I'm finally catching up to our Lexer/Parser thread after a year and a
half. I made a SQL
interpreter with
lex and yacc about 20 years ago, which was used in a real product. My
immediate goal is
to figure out which tools we are most likely to use and learn them.
Yesterday I reviewed
the available open source scanners and parsers after reading what
Campbell and others
had to say. Here are my estimations of the suitability of the available
products for our
use. In most cases, I don't mention the several products which are no
longer actively
used, which are intentionally limiting (i.e., unsuitable for complex
languages), or which
have non-Java requirements for build or run-time.
Knowing the other important goals for HSQLDB in the short and long term,
I don't
know if we'll get enough people to obligate to see through a rewrite of
the primary
HSQLDB interpreter/parser. I'm going to learn the tools anyways though,
in part
because I intend to make a PL/SQL engine for HSQLDB, and I don't think that
anything but a trivial subset would be possible without using a real
scanner and/or
parser.
Scanners
JFlex. GPL. I like it. Input looks very intuitive... at least for
somebody who used
to use lex. Documentation and examples look great. Lots of people
think
very highly of it. Change log shows that they took the effort to
follow Java
conventions (e.g. output class naming, Ant builds).

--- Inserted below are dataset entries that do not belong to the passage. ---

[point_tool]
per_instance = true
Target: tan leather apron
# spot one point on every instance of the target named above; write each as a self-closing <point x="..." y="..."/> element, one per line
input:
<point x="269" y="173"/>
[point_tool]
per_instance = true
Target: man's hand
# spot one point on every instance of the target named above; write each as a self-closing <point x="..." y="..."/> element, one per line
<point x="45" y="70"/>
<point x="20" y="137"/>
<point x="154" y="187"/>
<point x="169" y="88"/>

JLex. GPL-compatible. Not seeing much activity in the past couple
years.
JFlex is a "rewrite" of
JLex and can be run in JLex-compatibility mode. According to the
JFlex authors,
JFlex can do everything that JLex could do, but faster and better.
Not wanting to
take the time to run my own comparisons, I'm inclined to believe
that until I hear
somebody disagree.
SableCC. Looks like a good product. Supports EBNF. Not as widely
used as
JFlex, but still actively used. Input looks similar to lex input.
Compares well
to Antlr, but can't find comparison to JLex. Looks like I'd have to
download
the distro to find out what kind of license it has.

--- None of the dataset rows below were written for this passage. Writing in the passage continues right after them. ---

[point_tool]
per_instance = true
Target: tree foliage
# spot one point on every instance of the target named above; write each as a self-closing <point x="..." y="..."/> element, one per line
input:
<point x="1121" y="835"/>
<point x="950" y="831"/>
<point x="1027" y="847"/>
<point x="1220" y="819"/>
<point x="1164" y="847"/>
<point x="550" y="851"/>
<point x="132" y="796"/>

Coco/R. "Slightly extended" GPL. I'm not sure what the input
specification files
looks like for the Coco/R scanner, but if it is ATG files, they look
much more
difficult to maintain and much less intuitive than
lex/flex/jlex/jflex input files.
Looks like docs only availble in PDF (I love HTML docs!), but maybe the
HTML docs just aren't advertised as well as the PDFs. The
documentation
about the Java distro gives me the feeling that good Java design is
not their
top priority.
Antlr. BSD license. Poor performance.
Parsers
JavaCC (formerly "Jack"). BSD. Poor docs. I haven't seen anybody
compare CUP and
JavaCC and favor JavaCC. I saw somebody complain that JavaCC was
commercial, so
it may have been commercial at one time.
Jacc. BSD. Pure Java. I don't see much use of it for the past few
years. I'm concerned
about support, fixes for newly found bugs, etc.
CUP. GPL-compatible. Very popular. Highly regarded. Definitely
works with JFlex.
Beaver. BSD. Not as popular as CUP, but still actively used.
Definitely works with
JFlex. Allegedly the fastest performance possible for the class of
parsers that
we're looking at. Input spec looks intuitive yet powerful. Good
Java design.
SableCC. Not as widely used as CUP. I don't know about
compatibility with
JFlex. See SableCC listing in Scanner list.
Coco/R. See Coco/R listing in Scanner list.
SableCC. See SabbleCC listing in Scanner list.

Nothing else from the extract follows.